Pero no nos es posible olvidar un detalle: Mishima había soñado con una muerte espectacular. Aquel 25 de noviembre de 1970, había planificado cada una de las acciones que debían realizar él y su pequeño ejército personal (La sociedad del escudo, en japonés: Takenokai). Los principales objetivos de ese día eran raptar a un personaje importante del ejército japonés (el general Mashita) y obtener por este hecho la atención de los soldados. Sin embargo, esto no ocurrió como él pretendía. Antes de entrar en la oficina del general Mashita, lugar en el que Mishima se daría muerte, el escritor reunió en el patio, según lo planificado, a los militares que se encontraban en las instalaciones del lugar en ese momento. Pretendió dar un gran discurso (Mishima se encargó de que periodistas de prestigiosos medios se encontraran ahí), un discurso en el que las palabras aludieran a la gloria perdida del Japón y su necesidad de recuperarla.
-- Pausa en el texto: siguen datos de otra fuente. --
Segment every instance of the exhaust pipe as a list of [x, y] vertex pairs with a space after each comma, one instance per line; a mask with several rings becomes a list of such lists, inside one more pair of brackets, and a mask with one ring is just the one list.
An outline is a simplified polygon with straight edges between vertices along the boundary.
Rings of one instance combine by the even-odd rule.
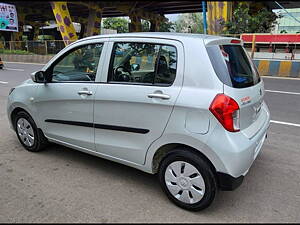
[[3, 69], [3, 67], [4, 67], [4, 64], [3, 64], [2, 59], [0, 57], [0, 69]]

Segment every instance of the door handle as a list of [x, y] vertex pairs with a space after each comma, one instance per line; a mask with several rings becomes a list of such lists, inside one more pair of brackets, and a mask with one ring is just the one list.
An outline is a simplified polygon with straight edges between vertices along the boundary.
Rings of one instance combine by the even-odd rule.
[[153, 94], [148, 94], [148, 98], [160, 98], [160, 99], [170, 99], [170, 95], [166, 95], [166, 94], [158, 94], [158, 93], [153, 93]]
[[92, 95], [93, 94], [92, 91], [88, 91], [88, 90], [78, 91], [77, 93], [79, 95]]

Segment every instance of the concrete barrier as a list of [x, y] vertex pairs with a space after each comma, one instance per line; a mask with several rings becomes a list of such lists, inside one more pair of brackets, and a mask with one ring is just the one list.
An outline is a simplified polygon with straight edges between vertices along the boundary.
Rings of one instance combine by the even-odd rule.
[[261, 76], [300, 78], [300, 61], [253, 59]]
[[4, 62], [28, 62], [28, 63], [47, 63], [53, 55], [14, 55], [0, 54]]

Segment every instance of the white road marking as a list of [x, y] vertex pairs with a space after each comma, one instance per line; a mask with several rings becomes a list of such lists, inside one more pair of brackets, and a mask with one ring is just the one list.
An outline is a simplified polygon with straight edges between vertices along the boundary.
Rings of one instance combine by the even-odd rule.
[[289, 92], [289, 91], [275, 91], [275, 90], [265, 90], [266, 92], [280, 93], [280, 94], [289, 94], [289, 95], [300, 95], [298, 92]]
[[300, 127], [300, 124], [297, 124], [297, 123], [288, 123], [288, 122], [282, 122], [282, 121], [276, 121], [276, 120], [271, 120], [270, 122], [271, 123], [278, 123], [278, 124], [288, 125], [288, 126]]
[[7, 68], [7, 67], [5, 67], [4, 70], [25, 71], [23, 69], [15, 69], [15, 68]]
[[13, 63], [13, 64], [33, 64], [33, 65], [45, 65], [44, 63], [26, 63], [26, 62], [6, 62], [6, 61], [3, 61], [3, 63]]

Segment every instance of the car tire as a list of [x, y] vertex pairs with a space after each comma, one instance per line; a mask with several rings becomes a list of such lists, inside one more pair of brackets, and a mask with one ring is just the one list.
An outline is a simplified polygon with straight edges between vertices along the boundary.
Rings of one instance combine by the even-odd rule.
[[176, 149], [162, 160], [158, 177], [163, 191], [177, 206], [190, 211], [207, 208], [214, 200], [217, 182], [213, 169], [189, 149]]
[[20, 111], [16, 114], [14, 126], [17, 137], [26, 150], [39, 152], [47, 146], [47, 138], [25, 111]]

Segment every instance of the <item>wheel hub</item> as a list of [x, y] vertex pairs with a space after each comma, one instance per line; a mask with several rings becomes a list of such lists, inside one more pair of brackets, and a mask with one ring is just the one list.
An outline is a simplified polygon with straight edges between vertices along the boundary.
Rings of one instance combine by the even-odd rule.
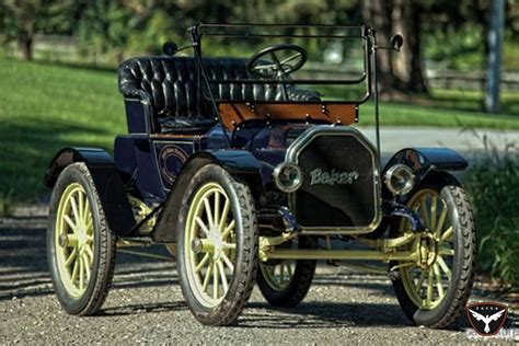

Era su último mensaje al mundo y quiso ser comprendido, pues había hecho mucho para demostrar que era uno del grupo. Pero nunca la realidad es lo que pretendemos. No solo no lo escucharon, sino que, a modo de lo que ocurrió en su infancia, empezaron nuevamente las burlas y el desprecio. Los soldados le decían que se dejara de payasadas, pues él no era uno de ellos. Los gritos boicotearon el glorioso momento. A los pocos minutos Mishima comprendió algo: sus palabras no le importaban a nadie. Decidió callarse y entrar para continuar con lo planeado. Dio la señal a los cuatro miembros de la Sociedad. Empezó a desvestirse. En cuclillas pidió la daga; luego de que se la clavara en el vientre, Morita, uno de los miembros, debería decapitarle con la katana. Así sucedió, sin palabras, en completo silencio.